Detecting informal settlements via topological analysis
We outline methods for a) extracting the geometry of street blocks in urban centres using
OSM and remote sensing data, b) generating approximate cadastral maps of a
block given contained building footprints, and c) quantifying residents’ ability to navigate within
blocks through topological analysis of cadastral maps. This topological metric, termed “spatial
accessibility” and denoted k = 1, 2, 3, ..., determines whether areas of a city are informal
settlements, as blocks where k > 2 contain cadastral parcels without direct access to formal road
networks. We analysed 1 terabyte of OpenStreetMap data for 120 low and middle income (LMIC) countries.
Determinations of whether a neighbourhood is underserviced depends greatly on local concerns, however topological analysis of building footprints in relation streetlevel access offers a pathway to near-universal criteria for determining whether a neighbourhood is potentially a slum or urban informal settlement. With a topological approach, it is possible to determine the number of building parcels a streetblock inhabitant must cross to access a potential services bearing street, i.e. one that enables for example access to emergency services, sanitation and piped water. Focusing on topological invariants allows us to analyse cities without respect to the specific morphology of their street network [1]. To create a global index of these under-serviced neighbourhoods, we extracted open-source data on building footprints and street networks and applied a topological analysis to each extracted street block to characterise the level of spatial accessibility. Using these techniques, we analysed 1 terabyte of OpenStreetMap (OSM) data to create an index of street block geometry, cadastral maps, and spatial accessibility calculations for 120 Low and Middle Income Countries (LIMCs) in the Global South. These results highlight the developing world’s most spatially inaccessible communities, enabling prioritisation of infrastructure investment and further study.
The primary data universe for our work involves three entities: 1) administrative boundary polygons, 2) building footprint polygons, and 3) street network line-string collections. The administrative data boundaries were sourced from the Database of Global Administrative Areas, while building footprints and street networks were sourced from OSM. Since OSM does not provide direct downloads, the data under consideration was obtained from a mirror of OSM hosted by GeoFabrik. This data reflects a snapshot of OSM as of July 2019.
Starting with the initial road network, the geometry of the street network can be extracted via the well-studied process of polygonization. In polygonization, the self-intersections of the street network are determined in order to define the block geometry. Most GIS software packages offer a polygonization feature (e.g. ST_MakePolygon from PostGIS). In implementation, however, we found a set-theoretic approach to be more stable and performant [2].
By buffering the one-dimensional line-strings comprising the street network with a small buffer radius, we obtain two-dimensional polygons capturing the outline of the street network. We then find the set-theoretic difference between the administrative boundary polygons and the buffered road-network polygon; this renders the negative area between the road network geometry as a collection of polygons. These negative areas are precisely the street blocks we are trying to extract.

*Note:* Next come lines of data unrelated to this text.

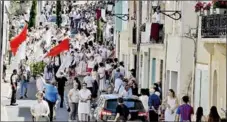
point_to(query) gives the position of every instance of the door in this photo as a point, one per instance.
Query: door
(205, 92)
(197, 88)
(153, 70)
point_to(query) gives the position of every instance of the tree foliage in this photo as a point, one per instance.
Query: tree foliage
(33, 13)
(58, 13)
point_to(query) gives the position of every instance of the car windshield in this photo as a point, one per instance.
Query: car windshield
(130, 103)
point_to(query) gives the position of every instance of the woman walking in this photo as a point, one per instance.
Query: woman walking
(73, 101)
(199, 115)
(102, 77)
(171, 103)
(214, 116)
(84, 103)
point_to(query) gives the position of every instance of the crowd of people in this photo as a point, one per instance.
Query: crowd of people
(88, 69)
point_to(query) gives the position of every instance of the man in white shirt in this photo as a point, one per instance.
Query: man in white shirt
(118, 84)
(89, 81)
(40, 110)
(40, 83)
(122, 69)
(42, 18)
(76, 18)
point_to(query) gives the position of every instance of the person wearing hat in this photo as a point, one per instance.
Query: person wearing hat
(89, 81)
(61, 79)
(40, 82)
(40, 110)
(51, 96)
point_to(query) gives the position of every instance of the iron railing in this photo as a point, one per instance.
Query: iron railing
(214, 26)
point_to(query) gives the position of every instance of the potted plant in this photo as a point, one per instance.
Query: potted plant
(206, 8)
(199, 8)
(220, 7)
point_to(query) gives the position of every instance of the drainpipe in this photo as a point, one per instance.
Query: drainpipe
(1, 36)
(164, 89)
(138, 47)
(195, 58)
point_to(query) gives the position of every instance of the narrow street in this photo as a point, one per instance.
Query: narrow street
(114, 60)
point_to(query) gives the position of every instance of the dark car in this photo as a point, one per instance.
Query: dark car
(105, 109)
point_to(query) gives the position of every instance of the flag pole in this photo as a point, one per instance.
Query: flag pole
(1, 35)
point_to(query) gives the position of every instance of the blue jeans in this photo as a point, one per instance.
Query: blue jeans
(23, 85)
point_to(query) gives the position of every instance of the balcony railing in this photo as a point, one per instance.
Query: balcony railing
(214, 26)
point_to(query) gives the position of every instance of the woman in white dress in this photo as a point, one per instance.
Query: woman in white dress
(171, 104)
(84, 103)
(102, 77)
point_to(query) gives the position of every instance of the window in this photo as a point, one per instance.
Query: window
(161, 70)
(157, 33)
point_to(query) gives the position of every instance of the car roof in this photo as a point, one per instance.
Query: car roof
(116, 96)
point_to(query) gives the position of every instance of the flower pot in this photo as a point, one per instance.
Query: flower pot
(206, 12)
(220, 10)
(211, 11)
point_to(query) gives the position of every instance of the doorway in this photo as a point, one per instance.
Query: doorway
(215, 88)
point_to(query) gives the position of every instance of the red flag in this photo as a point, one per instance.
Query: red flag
(98, 14)
(64, 45)
(19, 39)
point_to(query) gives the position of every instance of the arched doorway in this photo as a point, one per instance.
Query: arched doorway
(215, 88)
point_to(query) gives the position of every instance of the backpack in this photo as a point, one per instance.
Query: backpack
(11, 80)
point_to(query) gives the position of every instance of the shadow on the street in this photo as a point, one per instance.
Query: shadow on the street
(25, 113)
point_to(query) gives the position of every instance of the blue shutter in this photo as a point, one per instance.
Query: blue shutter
(153, 70)
(118, 10)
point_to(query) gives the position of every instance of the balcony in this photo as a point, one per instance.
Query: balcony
(214, 26)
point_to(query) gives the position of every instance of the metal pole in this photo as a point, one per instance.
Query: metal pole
(138, 47)
(1, 35)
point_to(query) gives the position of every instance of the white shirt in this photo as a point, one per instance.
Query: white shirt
(91, 64)
(89, 81)
(118, 83)
(40, 83)
(42, 18)
(122, 70)
(84, 107)
(98, 58)
(40, 109)
(74, 98)
(144, 99)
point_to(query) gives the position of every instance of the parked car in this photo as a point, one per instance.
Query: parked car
(105, 108)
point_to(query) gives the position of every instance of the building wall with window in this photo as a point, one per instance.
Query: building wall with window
(152, 54)
(179, 50)
(212, 55)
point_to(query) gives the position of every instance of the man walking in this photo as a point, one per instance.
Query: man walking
(154, 103)
(13, 80)
(184, 111)
(51, 96)
(61, 79)
(40, 110)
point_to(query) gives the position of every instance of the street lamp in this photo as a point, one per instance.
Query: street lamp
(110, 5)
(175, 15)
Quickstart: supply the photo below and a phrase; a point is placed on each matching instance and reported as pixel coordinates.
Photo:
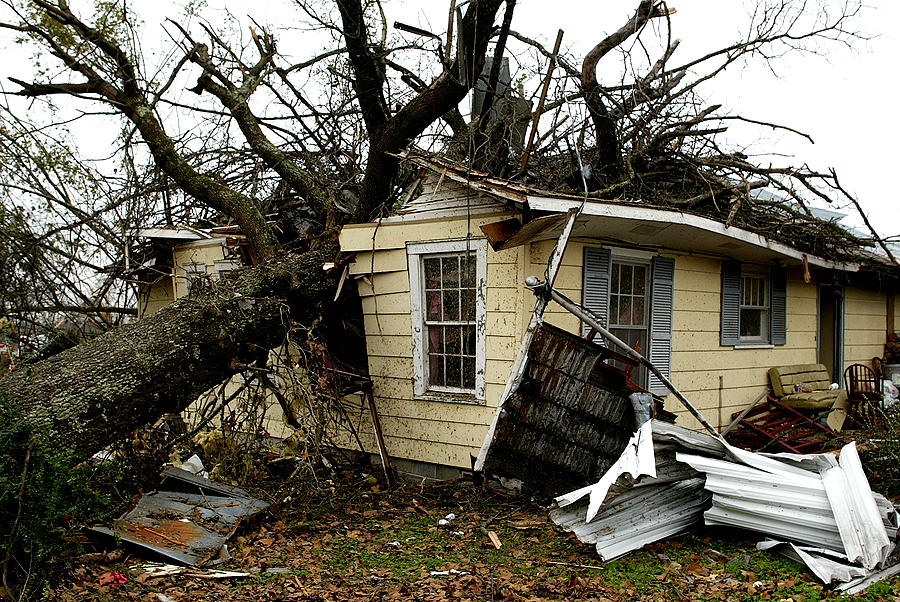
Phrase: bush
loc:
(42, 500)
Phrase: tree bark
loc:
(96, 393)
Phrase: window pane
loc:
(432, 305)
(468, 340)
(468, 271)
(453, 376)
(627, 279)
(468, 305)
(450, 271)
(435, 339)
(614, 311)
(751, 322)
(452, 344)
(432, 272)
(637, 312)
(450, 313)
(469, 372)
(451, 305)
(640, 280)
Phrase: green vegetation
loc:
(41, 501)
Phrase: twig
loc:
(12, 533)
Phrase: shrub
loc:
(42, 500)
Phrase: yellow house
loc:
(171, 263)
(713, 307)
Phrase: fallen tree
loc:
(648, 138)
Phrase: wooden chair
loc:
(863, 391)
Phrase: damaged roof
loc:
(763, 232)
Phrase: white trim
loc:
(623, 253)
(647, 214)
(415, 252)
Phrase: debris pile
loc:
(818, 508)
(188, 521)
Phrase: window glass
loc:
(754, 308)
(450, 319)
(628, 304)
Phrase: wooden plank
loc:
(387, 260)
(396, 303)
(388, 324)
(746, 411)
(379, 438)
(385, 283)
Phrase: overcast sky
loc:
(844, 100)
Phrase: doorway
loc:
(831, 330)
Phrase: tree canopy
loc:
(217, 124)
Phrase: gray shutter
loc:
(595, 291)
(731, 303)
(662, 290)
(778, 305)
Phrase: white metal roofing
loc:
(818, 500)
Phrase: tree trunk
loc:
(96, 393)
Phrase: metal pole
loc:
(592, 321)
(537, 316)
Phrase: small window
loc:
(754, 305)
(223, 267)
(754, 308)
(447, 284)
(195, 278)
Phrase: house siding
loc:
(865, 325)
(447, 433)
(718, 380)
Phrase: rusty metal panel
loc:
(188, 528)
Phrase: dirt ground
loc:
(348, 538)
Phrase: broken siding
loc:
(865, 325)
(695, 336)
(156, 295)
(568, 280)
(202, 252)
(431, 431)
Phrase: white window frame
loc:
(754, 272)
(416, 252)
(192, 273)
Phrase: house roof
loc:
(811, 240)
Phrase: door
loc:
(831, 330)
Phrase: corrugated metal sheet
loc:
(819, 500)
(645, 496)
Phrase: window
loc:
(447, 301)
(195, 277)
(755, 308)
(753, 305)
(632, 292)
(223, 267)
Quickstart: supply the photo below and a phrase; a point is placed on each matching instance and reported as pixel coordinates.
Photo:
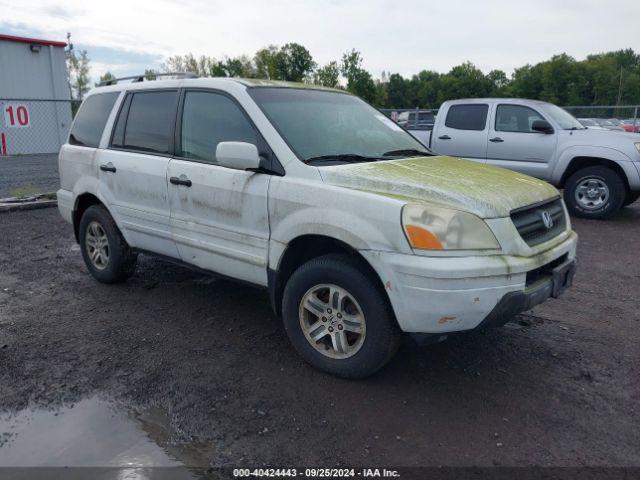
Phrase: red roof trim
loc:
(36, 41)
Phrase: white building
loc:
(34, 95)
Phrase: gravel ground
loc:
(559, 387)
(29, 174)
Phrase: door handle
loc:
(181, 181)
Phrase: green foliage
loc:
(602, 79)
(108, 76)
(79, 72)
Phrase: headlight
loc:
(435, 228)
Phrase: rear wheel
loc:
(594, 192)
(338, 319)
(105, 252)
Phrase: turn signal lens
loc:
(422, 238)
(435, 228)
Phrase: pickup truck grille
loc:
(530, 221)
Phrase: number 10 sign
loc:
(15, 115)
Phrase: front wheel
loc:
(338, 319)
(594, 192)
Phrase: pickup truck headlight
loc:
(436, 228)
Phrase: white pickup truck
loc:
(598, 170)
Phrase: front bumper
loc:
(451, 294)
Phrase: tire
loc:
(118, 262)
(630, 198)
(594, 192)
(361, 298)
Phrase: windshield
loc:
(319, 124)
(564, 119)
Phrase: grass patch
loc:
(23, 191)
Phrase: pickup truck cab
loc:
(598, 170)
(357, 231)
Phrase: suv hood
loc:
(484, 190)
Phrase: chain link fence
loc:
(34, 126)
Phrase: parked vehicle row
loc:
(357, 231)
(599, 170)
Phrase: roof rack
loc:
(143, 77)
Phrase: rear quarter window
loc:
(92, 117)
(467, 117)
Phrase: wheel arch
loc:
(579, 162)
(304, 248)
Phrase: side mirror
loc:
(238, 155)
(542, 126)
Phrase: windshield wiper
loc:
(342, 157)
(408, 152)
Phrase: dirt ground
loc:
(560, 387)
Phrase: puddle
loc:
(94, 433)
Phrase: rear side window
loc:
(516, 118)
(91, 119)
(467, 117)
(208, 119)
(146, 122)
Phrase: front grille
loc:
(529, 221)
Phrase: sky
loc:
(126, 37)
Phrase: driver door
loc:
(219, 215)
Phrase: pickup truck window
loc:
(467, 117)
(516, 118)
(92, 117)
(208, 119)
(317, 123)
(564, 119)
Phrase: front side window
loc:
(467, 117)
(516, 118)
(317, 123)
(208, 119)
(147, 124)
(92, 117)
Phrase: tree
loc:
(328, 76)
(359, 81)
(294, 63)
(79, 72)
(266, 63)
(108, 76)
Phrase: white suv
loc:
(358, 232)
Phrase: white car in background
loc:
(599, 170)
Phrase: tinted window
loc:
(516, 118)
(149, 123)
(208, 119)
(91, 119)
(467, 117)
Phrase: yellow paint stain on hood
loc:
(484, 190)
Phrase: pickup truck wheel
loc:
(338, 319)
(630, 198)
(594, 192)
(104, 249)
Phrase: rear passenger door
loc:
(219, 215)
(133, 171)
(514, 145)
(464, 132)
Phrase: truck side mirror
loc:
(542, 126)
(238, 155)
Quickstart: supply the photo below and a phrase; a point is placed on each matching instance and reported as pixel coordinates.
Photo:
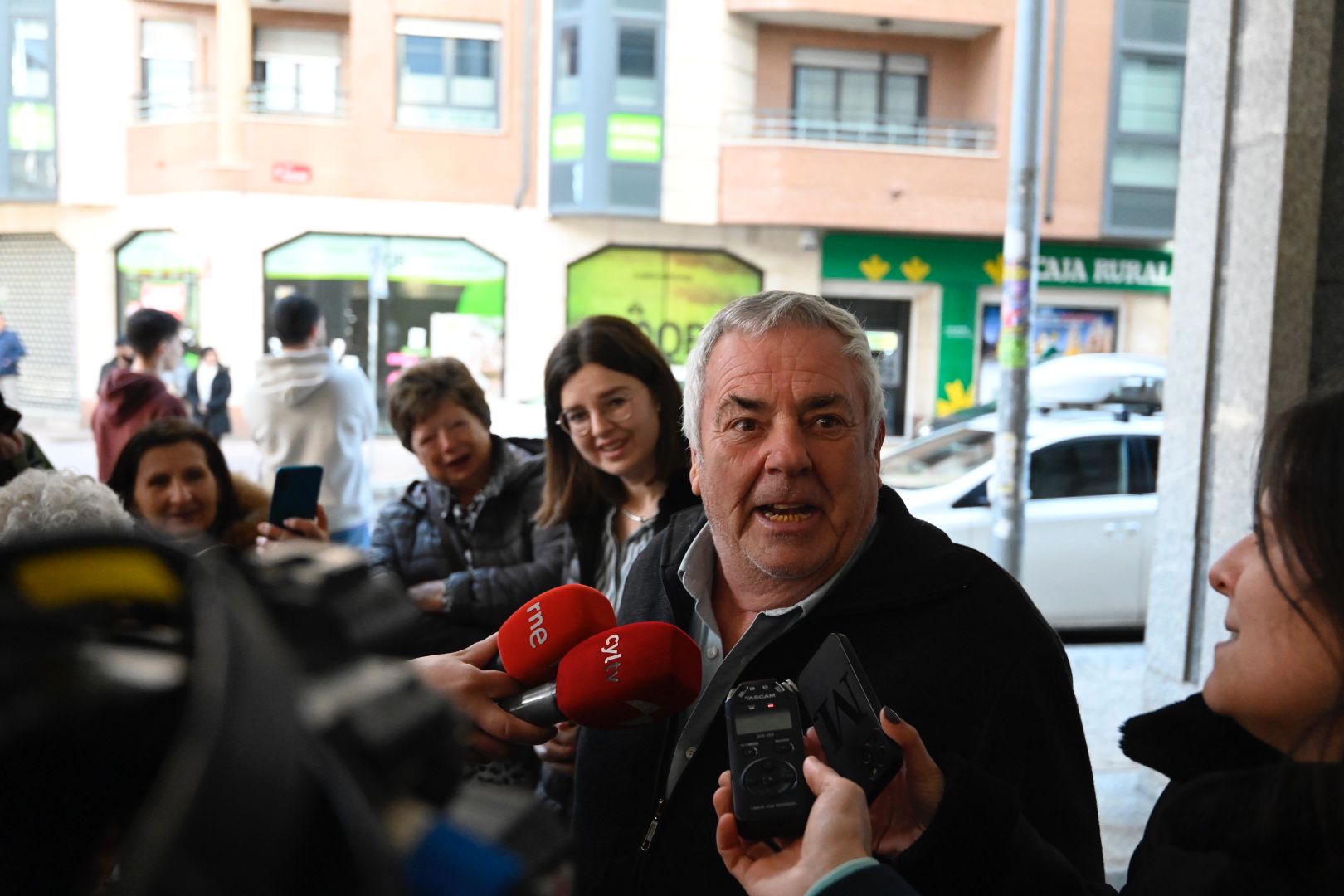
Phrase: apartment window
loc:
(636, 66)
(28, 129)
(869, 95)
(448, 74)
(567, 66)
(167, 58)
(296, 71)
(1146, 145)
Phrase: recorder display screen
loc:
(756, 723)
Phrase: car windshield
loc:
(938, 460)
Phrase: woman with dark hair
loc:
(616, 460)
(173, 479)
(616, 469)
(1255, 762)
(208, 388)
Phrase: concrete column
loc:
(1328, 317)
(233, 75)
(1248, 229)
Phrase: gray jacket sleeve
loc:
(491, 594)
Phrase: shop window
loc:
(448, 74)
(167, 62)
(567, 66)
(446, 297)
(851, 95)
(670, 293)
(296, 71)
(30, 63)
(158, 269)
(636, 66)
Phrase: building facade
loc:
(470, 178)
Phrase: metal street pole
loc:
(378, 293)
(1022, 247)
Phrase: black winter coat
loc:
(949, 641)
(583, 536)
(1237, 818)
(511, 558)
(216, 419)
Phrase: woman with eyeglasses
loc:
(616, 460)
(616, 470)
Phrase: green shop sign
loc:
(980, 262)
(670, 295)
(410, 260)
(633, 137)
(567, 136)
(962, 266)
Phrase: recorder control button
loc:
(767, 777)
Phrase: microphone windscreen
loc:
(537, 637)
(629, 674)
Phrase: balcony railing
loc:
(173, 105)
(272, 100)
(933, 134)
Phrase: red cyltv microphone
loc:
(537, 637)
(620, 677)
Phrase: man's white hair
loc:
(38, 503)
(754, 316)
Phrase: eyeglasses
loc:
(616, 410)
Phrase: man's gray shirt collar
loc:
(719, 672)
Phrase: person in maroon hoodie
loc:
(130, 398)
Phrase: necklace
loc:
(639, 519)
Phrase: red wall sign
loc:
(290, 173)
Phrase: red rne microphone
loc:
(620, 677)
(537, 637)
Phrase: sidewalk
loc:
(1109, 683)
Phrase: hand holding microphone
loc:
(475, 689)
(530, 645)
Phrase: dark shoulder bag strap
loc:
(449, 535)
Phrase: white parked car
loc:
(1090, 516)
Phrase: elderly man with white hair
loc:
(799, 539)
(39, 503)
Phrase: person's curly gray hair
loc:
(41, 503)
(754, 316)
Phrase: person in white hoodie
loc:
(307, 409)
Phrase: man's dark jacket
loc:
(949, 641)
(513, 559)
(1237, 820)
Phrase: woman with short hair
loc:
(463, 539)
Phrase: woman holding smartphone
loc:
(1255, 762)
(173, 479)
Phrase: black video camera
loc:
(205, 724)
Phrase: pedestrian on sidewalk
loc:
(207, 394)
(134, 397)
(307, 409)
(11, 349)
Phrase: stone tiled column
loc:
(233, 75)
(1248, 229)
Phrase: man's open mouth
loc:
(786, 512)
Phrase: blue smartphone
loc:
(296, 494)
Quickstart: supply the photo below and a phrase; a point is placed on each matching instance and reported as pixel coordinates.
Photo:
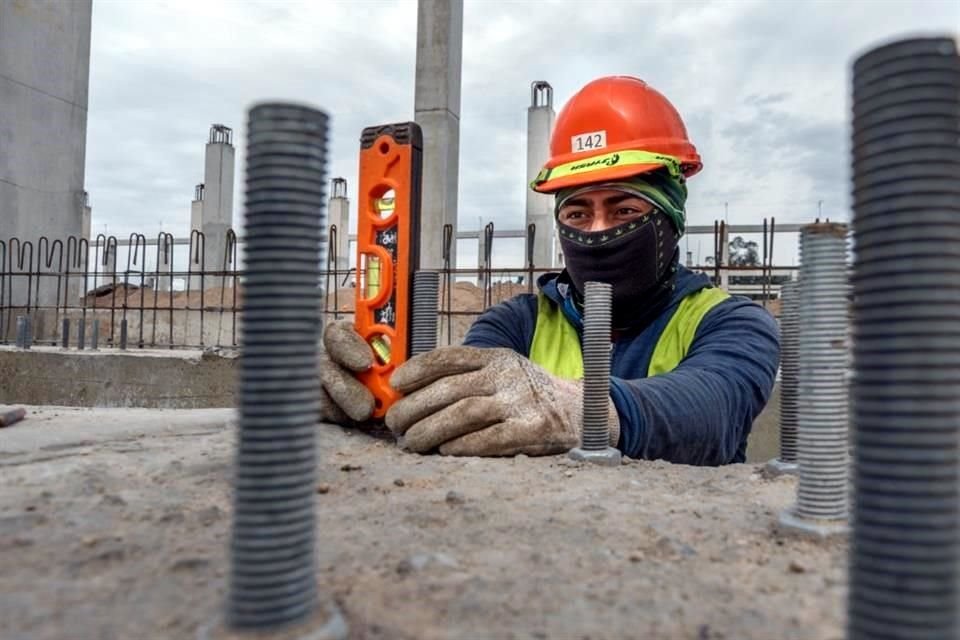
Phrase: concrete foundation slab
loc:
(162, 379)
(111, 531)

With each building’s access to the formal road network - or lack thereof - analysed, we can also provide suggestions to the local community about ways to connect each building to the existing road network while respecting existing building footprints. This process, known as re-blocking, is in general, NP-hard. In contrast to previous algorithmic re-blocking efforts involving stochastic graph search [3], we approach the problem using Steiner tree approximations to the optimal road network.
To frame the universal access network as a Steiner tree problem, we segmented the building parcel boundaries to create “non-terminal” nodes at each segment boundary, and create a “terminal” node for each building parcel lacking direct street access by placing a node on the non-street parcel boundary closest to the building. We then construct a complete subgraph of all the terminal nodes, where the weight of each edge is the Euclidean distance between each pair of terminal nodes; each existing road segment has zero weight. Solving the minimum-spanning tree problem on this subgraph, and then recovering the original path segments, gives us the optimal new road network.
In the short future, we hope to repeat our analysis on denser sources of data on footprints and street network data from other providers (such as private satellite imagery companies). We expect that while OpenStreetMap has good coverage in some areas, we can use data in which footprints are automatically extracted from satellite imagery to supplement areas where coverage may be lacking. Additionally, we hope to re-block more neighbourhoods and cities and investigate the connections between an urban centre’s infrastructural topology and the amount of new infrastructure needed to be built to universally connect each building to the formal road network. Finally, we expect that our generated dataset could be used to study development and health outcomes, especially around questions of tenure security and emergency service provision.